I had to agree with the reasoning that, if you bought all the coverage you needed, you probably couldn't afford it. Higher limits for auto and home liability coverage, flood insurance, life insurance, disability income insurance, health insurance. You would be basically sending a great percentage of your monthly income to pay for all the premiums.
I then turned around and wrote the word TRAP on the board and, in the last few moments before their dismissal, proceeded to explain the concept of Risk Management. I'll explain that acronym down below.
Basically the matter is that we're all dealing with risk everyday and we owe ourselves and others and certain degree of responsibility. Whether we like it or not, the law and society set expectations for that - so we either accept it and provide for it, or suffer the consequences of being ill prepared.
In a nut shell: Non-fortuitous events happen in life. Sometimes causing US personal loss or sometimes through our actions, causing OTHERS a loss through bodily injury or property damage.
The possibly large and unknown figure is the liability for which we can be held to account for which we've caused others. Imaging causing an auto accident which killed a young father and seriously injured a child. Do you imagine the mother of that child will be content with your minimum limit bodily injury amount ($25,000 per person)available to her for that accident? What many people don't realize is that the insurance company can settle the loss for policy limits and then walk away but you are still responsible to them for the total injuries that may be assessed to you by the courts for the tort you've caused. So higher limits are essential. That's where you can truly find yourself insurance poor.

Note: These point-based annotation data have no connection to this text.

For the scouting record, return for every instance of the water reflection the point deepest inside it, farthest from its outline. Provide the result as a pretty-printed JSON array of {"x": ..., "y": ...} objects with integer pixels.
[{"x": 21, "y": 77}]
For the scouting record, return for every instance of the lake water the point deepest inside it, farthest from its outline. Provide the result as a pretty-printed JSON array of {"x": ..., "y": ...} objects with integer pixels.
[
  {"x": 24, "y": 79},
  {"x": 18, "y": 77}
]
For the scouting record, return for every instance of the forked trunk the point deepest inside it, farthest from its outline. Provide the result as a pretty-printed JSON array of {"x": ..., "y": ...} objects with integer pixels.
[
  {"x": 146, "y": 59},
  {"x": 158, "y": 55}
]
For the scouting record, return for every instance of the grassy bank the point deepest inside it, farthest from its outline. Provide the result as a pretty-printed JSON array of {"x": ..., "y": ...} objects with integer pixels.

It is pragmatic to accept some losses for yourself when they are fixed and certain and sustainable. For instance you don't need to pay annually for Comprehensive and Collision coverage on an old car that has a relatively low value. If you would either take out a small loan or pull from savings to obtain a replacement vehicle, it pays to save the annual premiums and accept this part of the risk. Then use that savings to buy higher and more responsible liability limits.
So let's touch on this TRAP term I mentioned above:
In relation to the risk in your life. You're exposed to all kinds of risk and there are generally four approaches to manage that risk.
T - Transfer the risk to an insurance company in exchange for a fixed premium
amount. That is trading uncertainty for certainty.
R - Retain the risk. When it is an affordable and known quantity, like the older
used car in my example above, it can make since to not insure it. It is possible
to buy your jewelry twice by covering it to the hilt with expensive premiums.
A - Avoid the risk. If you can't afford to lose it, did you need to buy an expensive
ring, watch and earrings? Then the premiums just add to the cost of ownership if
you need to insure it. So sometimes avoidance makes sense too.
P - Protect the risk. Take steps to help diminish risk. Buy and use a SAFE for your
guns and jewelry. Keep up with your purse, lock the car. Don't leave bicycles or
clutter out in front of your house, etc.
Many of us use a mixture of these methods, insuring the part we don't want to retain and protecting things because we would rather not incur a loss and the deductible anyway. But taking the time to assess risks in your life and choosing to insure those parts that would cause financial devestation is what good personal risk management is all about.